Dignity therapy is based on two basic principles. The first is the patients’ perception of themselves as human beings and the concept of self-worth, and the second is the active involvement of the patients’ loved ones and associates in helping the patients achieve their goals and aspirations. In other words, an understanding of patients’ condition and their wishes and requests can lead to social support. Social support is an important factor that has significant effects on the QOL of cancer patients (33). The availability of social support resources has favorable effects on cancer patients’ well-being and health. Hodges et al. (2012) believed that social support increases the quality of life. Meanwhile, a lack of social support leads to ineffective coping strategies and the exacerbation of the patients’ psychological distress (34), consequently reducing their QOL. Paying attention to the wishes, requests, and desires of patients—regardless of their disease, gender, or economic status—increases the hope of patients. Increasing hope empowers cancer patients to fight against adverse situations and plays an important role in improving life satisfaction (33). As hope and QOL are directly and intimately linked (19,20), increasing hope for the future will lead cancer patients to take measures to improve their physical and mental health, thereby improving their QOL (35).

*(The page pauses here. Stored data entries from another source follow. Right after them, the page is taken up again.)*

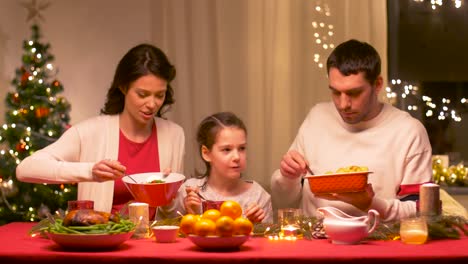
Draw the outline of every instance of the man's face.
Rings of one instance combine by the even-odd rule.
[[[356,124],[367,121],[380,112],[377,100],[382,87],[380,76],[375,84],[370,84],[363,72],[345,76],[337,68],[331,68],[328,73],[328,85],[336,110],[344,122]]]

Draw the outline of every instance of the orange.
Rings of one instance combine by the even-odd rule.
[[[216,220],[218,220],[220,216],[221,216],[221,212],[219,210],[208,209],[203,213],[201,218],[210,219],[210,220],[213,220],[213,222],[216,222]]]
[[[234,235],[250,235],[253,224],[245,217],[238,217],[234,220]]]
[[[221,216],[227,215],[232,219],[236,219],[242,215],[242,207],[236,201],[224,201],[219,208]]]
[[[216,221],[216,234],[222,237],[232,236],[234,233],[234,220],[229,216],[221,216]]]
[[[193,234],[193,228],[195,227],[195,223],[198,222],[200,219],[199,215],[194,214],[186,214],[182,216],[180,220],[179,228],[182,233],[185,235]]]
[[[207,218],[201,218],[195,223],[193,228],[197,236],[214,236],[216,235],[216,223]]]

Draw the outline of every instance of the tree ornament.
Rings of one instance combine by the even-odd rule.
[[[18,93],[11,94],[11,101],[14,102],[15,104],[18,104],[20,102],[19,94]]]
[[[49,115],[50,109],[48,107],[41,106],[36,108],[35,113],[37,118],[43,118]]]
[[[26,142],[24,140],[20,140],[18,144],[16,144],[16,151],[23,152],[26,150]]]

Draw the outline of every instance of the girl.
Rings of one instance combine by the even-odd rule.
[[[211,115],[199,125],[197,141],[206,171],[179,189],[179,211],[201,213],[200,194],[209,200],[237,201],[252,222],[272,222],[270,194],[255,181],[241,178],[247,159],[247,129],[242,120],[230,112]]]

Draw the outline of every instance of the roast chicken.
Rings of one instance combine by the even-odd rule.
[[[107,224],[109,221],[119,223],[120,218],[116,214],[95,211],[92,209],[79,209],[70,211],[63,219],[63,225],[89,226],[95,224]]]

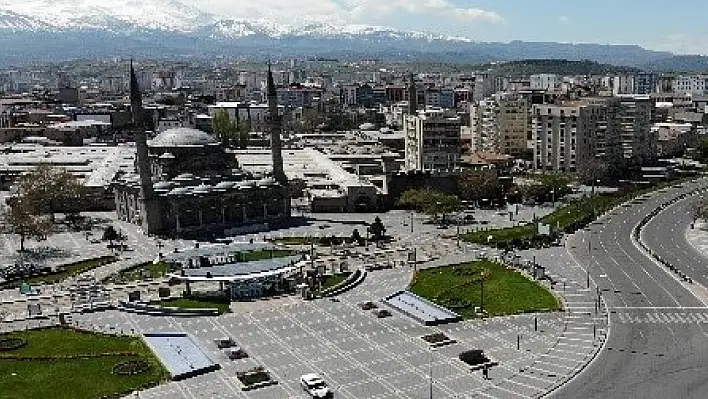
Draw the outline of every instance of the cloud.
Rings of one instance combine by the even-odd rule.
[[[504,18],[481,8],[461,8],[449,0],[183,0],[206,11],[236,18],[267,18],[297,24],[306,21],[367,24],[409,13],[460,21],[501,22]],[[245,3],[245,4],[244,4]]]
[[[569,21],[569,18],[566,15],[561,15],[560,17],[558,17],[558,20],[562,23],[566,23]]]

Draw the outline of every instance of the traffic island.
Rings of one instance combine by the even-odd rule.
[[[438,348],[445,345],[452,345],[457,341],[448,337],[443,333],[428,334],[420,337],[423,341],[427,342],[431,348]]]
[[[470,366],[470,371],[489,369],[498,366],[499,362],[488,357],[481,349],[472,349],[460,353],[458,358]]]

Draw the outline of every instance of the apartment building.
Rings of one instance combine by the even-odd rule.
[[[460,165],[460,118],[441,109],[406,115],[405,169],[452,171]]]
[[[494,98],[470,106],[471,152],[499,152],[499,103]]]
[[[529,80],[531,90],[556,90],[560,88],[561,84],[561,79],[558,75],[550,73],[531,75]]]
[[[524,158],[529,139],[528,102],[523,97],[503,96],[499,103],[499,152]]]
[[[706,75],[679,75],[673,79],[671,91],[702,96],[706,93]]]
[[[589,167],[595,158],[596,125],[604,119],[602,108],[586,102],[534,105],[535,168],[574,173]]]

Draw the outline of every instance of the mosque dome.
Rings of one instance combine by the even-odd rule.
[[[158,134],[150,147],[204,147],[218,145],[219,141],[209,133],[188,127],[176,127]]]

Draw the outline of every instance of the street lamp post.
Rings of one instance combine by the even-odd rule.
[[[592,241],[588,238],[588,258],[590,258],[590,263],[588,263],[586,284],[587,288],[590,289],[590,268],[592,267]]]
[[[430,398],[433,399],[433,348],[429,348],[430,351]]]
[[[457,248],[460,247],[460,218],[457,217]]]
[[[413,213],[415,211],[411,209],[411,233],[413,232]]]

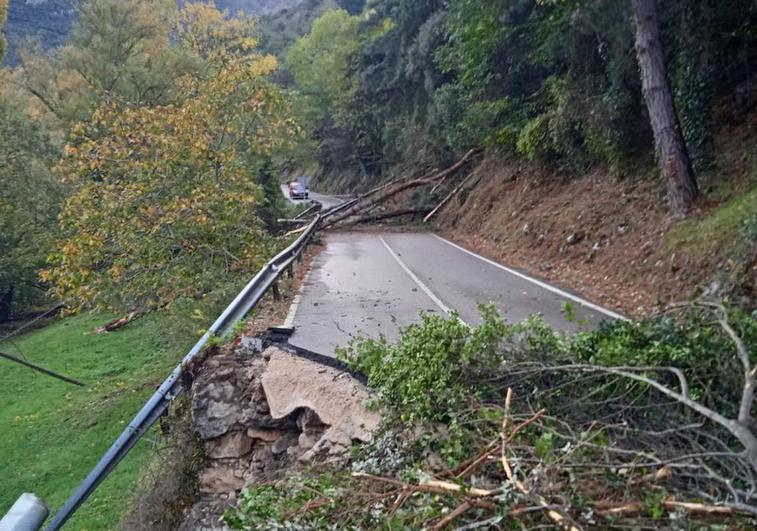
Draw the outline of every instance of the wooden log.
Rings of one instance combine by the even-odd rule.
[[[105,325],[95,329],[95,332],[97,332],[98,334],[104,334],[105,332],[113,332],[114,330],[123,328],[124,326],[131,323],[132,321],[142,317],[145,313],[147,313],[145,310],[142,310],[141,308],[135,308],[134,310],[129,312],[127,315],[123,317],[119,317],[118,319],[114,319],[110,321],[109,323],[106,323]]]
[[[476,175],[479,175],[479,178],[480,178],[480,174],[477,174],[476,172],[473,172],[470,175],[468,175],[465,179],[463,179],[463,182],[461,182],[459,185],[457,185],[455,187],[455,189],[452,190],[452,192],[450,192],[449,195],[447,195],[447,197],[445,197],[444,199],[442,199],[441,203],[439,203],[438,205],[436,205],[436,207],[434,207],[434,209],[431,212],[429,212],[426,215],[425,218],[423,218],[423,222],[426,223],[428,220],[430,220],[432,217],[434,217],[434,214],[436,214],[437,212],[439,212],[439,210],[441,210],[442,207],[444,207],[444,205],[446,205],[450,201],[450,199],[452,199],[457,194],[459,194],[460,191],[465,187],[465,185],[468,184],[468,182],[474,176],[476,176]]]
[[[361,216],[353,221],[353,223],[373,223],[376,221],[383,221],[385,219],[399,218],[402,216],[418,216],[428,214],[427,208],[408,208],[404,210],[395,210],[392,212],[385,212],[383,214],[374,214],[372,216]]]
[[[331,227],[331,226],[339,223],[340,221],[343,221],[343,220],[345,220],[347,218],[350,218],[350,217],[352,217],[352,216],[354,216],[354,215],[356,215],[356,214],[358,214],[358,213],[360,213],[362,211],[365,211],[365,210],[367,210],[369,208],[373,208],[374,206],[376,206],[378,204],[381,204],[381,203],[387,201],[388,199],[391,199],[395,195],[397,195],[397,194],[399,194],[401,192],[404,192],[406,190],[409,190],[411,188],[417,188],[417,187],[420,187],[420,186],[425,186],[425,185],[434,183],[434,182],[438,181],[439,179],[444,179],[446,176],[451,175],[452,173],[454,173],[455,171],[457,171],[458,169],[460,169],[468,160],[470,160],[470,158],[473,155],[475,155],[478,152],[479,152],[478,149],[471,149],[470,151],[468,151],[463,156],[463,158],[461,158],[455,164],[453,164],[452,166],[450,166],[446,170],[438,172],[438,173],[436,173],[436,174],[434,174],[434,175],[432,175],[430,177],[423,177],[423,178],[420,178],[420,179],[413,179],[411,181],[398,182],[396,185],[389,186],[389,187],[387,187],[386,185],[383,185],[382,187],[379,187],[379,188],[376,189],[376,190],[385,190],[382,194],[379,194],[378,197],[370,198],[369,195],[365,196],[365,197],[362,197],[354,206],[348,208],[347,210],[345,210],[344,212],[340,213],[339,215],[337,215],[333,219],[330,219],[330,220],[324,222],[324,224],[321,226],[321,228],[322,229],[329,228],[329,227]],[[377,193],[376,190],[374,191],[374,193]],[[371,192],[369,192],[369,194],[371,194]]]

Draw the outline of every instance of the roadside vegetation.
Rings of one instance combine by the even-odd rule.
[[[742,395],[745,378],[747,386],[755,379],[754,314],[681,306],[573,336],[538,317],[506,324],[490,307],[482,316],[475,328],[454,315],[424,316],[396,344],[359,340],[342,351],[377,391],[383,432],[355,447],[346,467],[250,487],[226,522],[234,529],[754,524],[753,392]]]
[[[373,191],[329,227],[424,216],[645,319],[563,336],[483,307],[475,328],[426,316],[358,341],[341,356],[385,430],[347,471],[252,486],[229,525],[749,527],[757,4],[218,2],[242,3],[267,14],[37,2],[70,32],[0,35],[0,325],[66,315],[0,347],[87,384],[0,360],[0,514],[32,489],[60,506],[286,244],[279,219],[303,207],[280,183],[308,169]],[[96,332],[111,319],[129,326]],[[190,439],[148,437],[71,526],[121,525],[161,475],[151,449]],[[140,503],[180,516],[155,484]]]
[[[52,509],[63,504],[135,412],[190,346],[166,334],[166,314],[111,334],[95,329],[112,316],[82,313],[0,344],[0,350],[84,383],[73,386],[3,360],[0,371],[0,512],[22,492]],[[71,529],[118,529],[155,451],[154,429],[73,517]]]

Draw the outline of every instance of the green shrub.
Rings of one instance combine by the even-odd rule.
[[[405,421],[448,421],[479,396],[478,383],[500,364],[500,345],[513,328],[493,306],[481,306],[483,323],[471,328],[456,314],[423,314],[396,344],[385,338],[353,342],[339,357],[368,377],[368,384]]]

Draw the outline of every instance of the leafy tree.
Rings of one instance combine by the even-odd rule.
[[[170,0],[88,0],[64,47],[45,52],[32,43],[19,51],[16,82],[64,128],[87,120],[105,95],[173,101],[174,82],[201,66],[171,43],[177,17]]]
[[[180,48],[202,60],[223,63],[258,46],[255,20],[239,13],[230,17],[212,3],[188,3],[175,17],[174,36]]]
[[[271,56],[223,55],[176,105],[106,100],[57,171],[74,189],[43,278],[72,308],[158,308],[258,268],[271,242],[251,178],[297,133]]]
[[[347,123],[347,109],[358,84],[355,57],[362,45],[359,27],[360,19],[347,11],[329,11],[289,50],[286,67],[297,81],[305,116],[311,123],[328,119]]]
[[[38,269],[53,246],[62,187],[57,151],[23,109],[0,94],[0,322],[44,298]]]

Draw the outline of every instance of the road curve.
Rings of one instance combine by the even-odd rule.
[[[289,190],[286,184],[281,185],[281,193],[284,194],[284,197],[286,197],[290,203],[294,203],[295,205],[308,202],[307,199],[291,199],[289,197]],[[333,195],[324,195],[324,194],[319,194],[318,192],[310,192],[310,199],[321,203],[324,209],[331,208],[344,201],[344,199],[334,197]]]
[[[621,316],[432,233],[333,232],[290,311],[290,342],[324,355],[358,336],[397,337],[420,312],[456,310],[480,321],[479,302],[494,302],[511,322],[539,313],[572,331]],[[563,313],[572,303],[575,319]]]

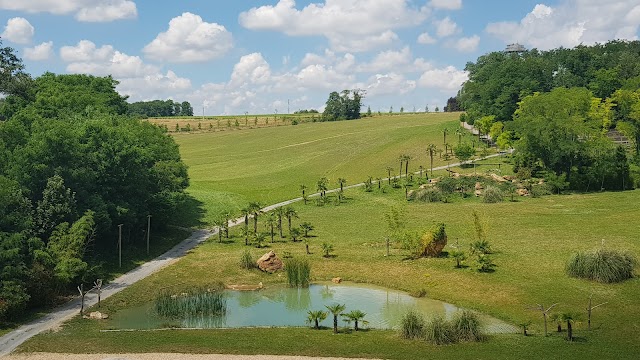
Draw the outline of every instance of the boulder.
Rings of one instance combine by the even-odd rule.
[[[94,320],[102,320],[102,319],[108,319],[109,315],[103,314],[100,311],[94,311],[92,313],[89,313],[89,316],[87,318],[94,319]]]
[[[516,190],[516,193],[519,196],[529,196],[529,190],[527,190],[527,189],[518,189],[518,190]]]
[[[505,179],[505,178],[503,178],[502,176],[497,175],[497,174],[491,174],[491,178],[492,178],[493,180],[497,181],[497,182],[501,182],[501,183],[503,183],[503,182],[507,182],[507,179]]]
[[[482,190],[482,189],[484,189],[484,186],[482,186],[482,183],[477,182],[476,183],[476,190]]]
[[[331,282],[334,284],[340,284],[342,282],[342,278],[341,277],[335,277],[333,279],[331,279]]]
[[[262,255],[262,257],[256,261],[256,264],[260,270],[272,274],[278,270],[282,270],[284,267],[282,260],[280,260],[273,250]]]
[[[476,197],[482,196],[482,190],[476,190],[475,191],[475,195],[476,195]]]

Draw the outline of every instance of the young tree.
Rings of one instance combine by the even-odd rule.
[[[302,231],[304,232],[304,237],[308,238],[309,231],[312,231],[314,227],[310,222],[303,222],[302,224],[300,224],[300,229],[302,229]]]
[[[469,144],[460,144],[453,149],[453,153],[461,162],[466,162],[471,159],[473,155],[476,153],[476,149],[474,149]]]
[[[218,242],[222,243],[222,233],[224,232],[224,229],[223,229],[224,220],[222,218],[215,218],[213,219],[212,225],[217,228]]]
[[[253,214],[253,233],[258,233],[258,215],[262,214],[262,204],[257,201],[250,202],[249,211]]]
[[[330,257],[331,252],[333,251],[333,245],[329,243],[322,243],[322,251],[324,252],[324,257]]]
[[[275,227],[278,223],[277,215],[274,212],[267,214],[267,228],[269,229],[269,235],[271,235],[271,243],[273,243],[273,237],[275,236]]]
[[[284,238],[284,234],[282,233],[282,218],[285,217],[286,208],[280,206],[276,208],[275,212],[278,219],[278,231],[280,231],[280,238]]]
[[[427,145],[427,152],[429,153],[429,159],[431,160],[431,176],[433,176],[433,156],[436,154],[438,147],[435,144]]]
[[[298,218],[298,212],[291,206],[287,206],[284,209],[284,216],[287,218],[287,222],[289,223],[289,232],[291,232],[291,220],[293,218]]]
[[[562,321],[566,321],[567,323],[567,340],[573,341],[573,324],[580,318],[580,316],[578,314],[566,312],[562,313],[560,318]]]
[[[307,205],[307,185],[300,185],[300,191],[302,191],[302,200],[304,200],[304,204]]]
[[[354,326],[353,329],[355,331],[359,330],[358,327],[358,322],[362,322],[364,325],[368,324],[369,322],[364,320],[364,317],[367,316],[366,313],[362,312],[361,310],[351,310],[350,312],[346,313],[346,314],[342,314],[343,317],[347,318],[347,321],[354,322]]]
[[[387,166],[387,180],[389,181],[389,185],[391,185],[391,172],[393,171],[393,168],[391,166]]]
[[[302,236],[302,230],[299,228],[293,228],[289,230],[289,236],[291,236],[291,241],[297,242],[298,238]]]
[[[313,328],[316,330],[320,329],[320,322],[324,321],[324,319],[327,318],[327,315],[329,315],[329,313],[322,310],[316,310],[316,311],[309,310],[307,314],[308,314],[307,322],[309,324],[313,323],[314,324]]]
[[[333,315],[333,333],[338,333],[338,316],[342,314],[346,306],[341,304],[325,305],[327,310]]]
[[[344,185],[347,183],[347,179],[338,178],[338,185],[340,186],[340,192],[344,190]]]

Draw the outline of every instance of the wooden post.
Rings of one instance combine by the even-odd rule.
[[[118,225],[118,267],[122,267],[122,224]]]
[[[80,292],[80,316],[84,313],[84,284],[80,284],[78,286],[78,292]]]
[[[547,336],[547,317],[549,316],[549,311],[551,311],[551,309],[553,309],[556,305],[558,305],[558,303],[549,306],[549,308],[546,310],[542,304],[538,304],[537,307],[533,308],[534,310],[540,311],[542,313],[542,317],[544,318],[544,336]]]
[[[149,237],[151,236],[151,215],[147,215],[147,255],[149,255]]]
[[[98,307],[100,307],[100,294],[102,293],[102,279],[98,279],[93,283],[93,288],[98,291]]]
[[[588,329],[591,330],[591,311],[599,306],[602,306],[604,304],[606,304],[606,302],[603,302],[602,304],[598,304],[596,306],[591,306],[591,300],[593,298],[593,294],[591,296],[589,296],[589,306],[587,307],[587,326]]]

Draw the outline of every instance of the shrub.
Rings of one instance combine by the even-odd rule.
[[[287,261],[285,270],[290,287],[309,287],[311,279],[311,265],[306,259],[291,258]]]
[[[457,341],[480,341],[483,338],[480,319],[469,310],[458,312],[451,321],[451,326]]]
[[[535,197],[540,197],[545,195],[551,195],[552,191],[549,185],[540,184],[540,185],[533,185],[529,193],[531,194],[531,197],[535,198]]]
[[[432,344],[444,345],[456,342],[451,324],[442,316],[436,316],[425,327],[425,340]]]
[[[442,201],[442,191],[438,188],[428,187],[426,189],[414,191],[410,199],[428,203],[440,202]]]
[[[245,250],[240,256],[240,267],[243,269],[253,269],[256,267],[256,262],[253,260],[253,256],[251,256],[251,251]]]
[[[411,310],[400,320],[400,337],[403,339],[421,339],[424,337],[424,318]]]
[[[160,316],[170,318],[224,315],[227,312],[227,299],[221,292],[204,288],[181,295],[165,291],[156,298],[155,311]]]
[[[478,254],[476,262],[478,263],[479,272],[493,272],[493,268],[496,267],[496,264],[493,263],[493,260],[487,254]]]
[[[610,284],[632,278],[636,263],[637,259],[631,253],[598,249],[573,255],[567,263],[566,272],[571,277]]]
[[[484,190],[484,197],[482,198],[482,202],[487,204],[495,204],[502,202],[504,200],[504,194],[502,190],[495,186],[487,186]]]
[[[470,252],[472,255],[491,254],[491,244],[488,240],[478,240],[471,243]]]

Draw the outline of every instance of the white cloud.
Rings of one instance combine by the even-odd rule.
[[[463,37],[456,40],[454,48],[460,52],[474,52],[478,50],[480,44],[480,36],[473,35],[470,37]]]
[[[431,0],[429,6],[436,9],[459,10],[462,9],[462,0]]]
[[[398,39],[393,29],[418,25],[429,9],[409,5],[408,0],[325,0],[302,10],[294,0],[255,7],[239,16],[251,30],[280,31],[290,36],[325,36],[333,50],[360,52],[385,46]]]
[[[271,67],[260,53],[245,55],[233,67],[231,73],[232,87],[245,84],[265,84],[271,79]]]
[[[442,92],[457,91],[462,83],[469,79],[466,71],[458,70],[453,66],[443,69],[427,70],[420,76],[418,84],[423,88],[435,88]]]
[[[56,15],[74,13],[77,20],[85,22],[107,22],[138,16],[136,4],[131,0],[0,0],[0,9]]]
[[[53,55],[53,41],[43,42],[32,48],[24,49],[24,58],[31,61],[49,60]]]
[[[548,50],[635,40],[639,25],[640,0],[561,0],[557,6],[536,5],[520,22],[491,23],[486,31],[505,43]]]
[[[405,71],[412,61],[413,55],[406,46],[400,51],[389,50],[379,53],[370,63],[358,66],[358,71],[369,73]]]
[[[434,39],[431,35],[429,35],[429,33],[422,33],[418,36],[418,44],[423,44],[423,45],[432,45],[437,43],[438,40]]]
[[[367,83],[367,95],[373,97],[406,94],[416,88],[416,82],[414,80],[407,80],[403,75],[396,73],[376,74],[369,78]]]
[[[442,20],[435,21],[434,24],[436,25],[436,35],[438,35],[438,37],[440,38],[451,36],[460,32],[458,24],[456,24],[448,16]]]
[[[7,20],[1,37],[16,44],[28,44],[35,34],[35,29],[25,18],[15,17]]]
[[[142,51],[154,60],[188,63],[219,58],[232,47],[232,35],[224,26],[186,12],[171,19],[169,29]]]

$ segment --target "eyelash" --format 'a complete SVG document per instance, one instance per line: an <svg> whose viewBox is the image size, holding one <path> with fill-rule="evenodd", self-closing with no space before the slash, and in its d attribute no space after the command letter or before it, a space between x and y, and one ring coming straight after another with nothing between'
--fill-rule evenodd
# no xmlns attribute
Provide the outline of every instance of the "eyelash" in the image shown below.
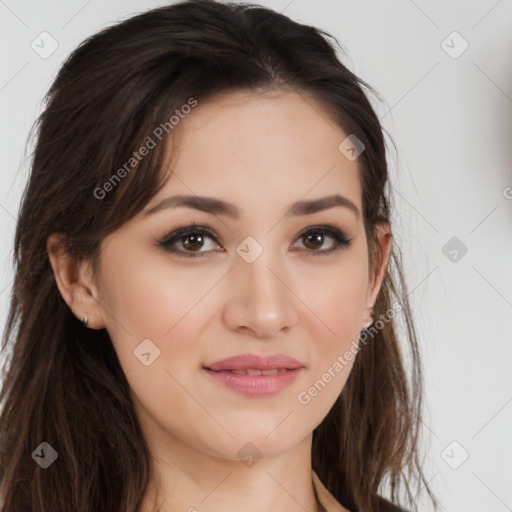
<svg viewBox="0 0 512 512"><path fill-rule="evenodd" d="M306 252L315 253L317 255L325 256L327 254L331 254L335 251L339 251L347 246L350 245L350 242L352 239L347 239L341 231L339 231L337 228L329 225L318 225L318 226L310 226L304 231L302 231L297 238L305 237L308 234L311 233L321 233L323 235L327 235L330 238L332 238L335 241L335 244L333 247L327 250L308 250L304 249ZM208 236L212 240L214 240L216 243L219 244L218 238L207 226L198 226L196 224L192 224L189 226L184 226L181 228L177 228L171 232L166 232L166 234L162 235L159 240L157 240L155 243L159 247L163 247L165 251L168 251L172 254L176 254L179 257L184 258L198 258L202 257L203 254L208 253L210 251L203 251L203 252L191 252L191 251L182 251L178 250L175 247L173 247L173 244L176 242L181 242L182 239L186 238L189 235L201 235L201 236Z"/></svg>

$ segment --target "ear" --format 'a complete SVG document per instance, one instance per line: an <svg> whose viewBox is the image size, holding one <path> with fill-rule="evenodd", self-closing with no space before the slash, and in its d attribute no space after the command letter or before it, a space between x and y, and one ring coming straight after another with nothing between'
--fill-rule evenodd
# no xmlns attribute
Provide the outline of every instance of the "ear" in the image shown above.
<svg viewBox="0 0 512 512"><path fill-rule="evenodd" d="M81 321L87 317L87 327L103 328L102 308L89 262L76 261L67 253L61 233L48 237L46 250L59 292L71 311Z"/></svg>
<svg viewBox="0 0 512 512"><path fill-rule="evenodd" d="M384 280L384 275L386 273L386 268L388 266L389 257L391 254L391 244L393 240L389 222L380 222L375 226L375 229L377 230L377 238L381 247L382 260L370 277L370 282L368 284L368 290L366 294L367 307L373 306L377 300L377 296L379 295L382 281ZM371 325L371 323L371 310L366 309L363 316L363 325L368 327Z"/></svg>

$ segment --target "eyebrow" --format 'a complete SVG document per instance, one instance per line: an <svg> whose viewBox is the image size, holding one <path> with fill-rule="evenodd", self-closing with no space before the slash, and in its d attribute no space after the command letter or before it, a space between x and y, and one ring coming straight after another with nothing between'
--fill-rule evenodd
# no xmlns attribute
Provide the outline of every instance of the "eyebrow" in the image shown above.
<svg viewBox="0 0 512 512"><path fill-rule="evenodd" d="M156 212L172 207L187 207L211 213L212 215L225 215L233 219L240 218L240 209L233 203L228 203L214 197L178 195L167 197L155 206L146 210L144 216L153 215ZM347 197L340 194L321 197L319 199L301 200L289 207L289 214L292 216L311 215L313 213L328 210L335 206L341 206L352 211L356 217L360 216L359 208Z"/></svg>

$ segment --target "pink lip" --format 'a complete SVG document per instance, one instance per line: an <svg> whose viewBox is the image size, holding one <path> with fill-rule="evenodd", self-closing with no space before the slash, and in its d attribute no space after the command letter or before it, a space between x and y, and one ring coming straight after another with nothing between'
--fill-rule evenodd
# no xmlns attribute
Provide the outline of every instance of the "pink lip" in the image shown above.
<svg viewBox="0 0 512 512"><path fill-rule="evenodd" d="M242 354L203 367L229 389L248 396L275 395L289 386L304 368L302 363L284 354L258 356ZM239 375L230 370L279 370L273 375Z"/></svg>
<svg viewBox="0 0 512 512"><path fill-rule="evenodd" d="M205 364L205 368L210 370L247 370L249 368L255 370L273 370L274 368L285 368L287 370L295 370L304 368L302 363L293 357L284 354L270 354L259 356L257 354L240 354L238 356L228 357L215 363Z"/></svg>

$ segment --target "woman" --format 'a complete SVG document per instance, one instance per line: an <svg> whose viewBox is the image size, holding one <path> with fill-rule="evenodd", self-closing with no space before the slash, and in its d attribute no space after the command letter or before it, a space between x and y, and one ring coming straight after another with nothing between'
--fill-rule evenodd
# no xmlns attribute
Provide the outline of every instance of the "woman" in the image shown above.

However, the results of Aoun et al.’s (2015) examination of the effect of dignity therapy on patients with neuron-motor disorders and their families showed that dignity therapy did not affect patients’ QOL (21). The results of Vuksanovic et al.’s (2017) study on the effect of dignity therapy on near-death patients showed that despite patients’ acceptance of this treatment, dignity therapy had no impact on QOL (emotional, physical, social, and functional aspects of patients) (25). In explaining and interpreting the inconsistency of the results of the present study with the findings of Aoun et al.’s and Vuksanovic et al.’s studies, we point to the difference in the type of disease of the participants. The target group in the present study was cancer patients. In Aoun et al.’s study, the participants were suffering from neuron-motor disorders. Another reason for the inconsistency is the difference in the scales used to measure the QOL, as well as the length of the interventions. It is recommended that future studies compare the impact of dignity therapy on QOL with other palliative care methods. It is also recommended that future works investigate the effect of dignity therapy on quality of life and the symptoms of physical and psychological distress in chronic patients such as those suffering from multiple sclerosis and physical disabilities.
Conclusion
Dignity therapy can be a useful intervention method for increasing hope and improving the quality of life of cancer patients.
Study Limitations
One of the limitations of the present study is the small sample size. Also, all participants were patients of a single health center.
Acknowledgements
The authors thank the vice-chancellor of research and technology at Birjand University of Medical Sciences for sponsoring this research project. We would also like to thank all the participants who took part in this study.
Conflicts of Interest
Authors declared no conflict of interests.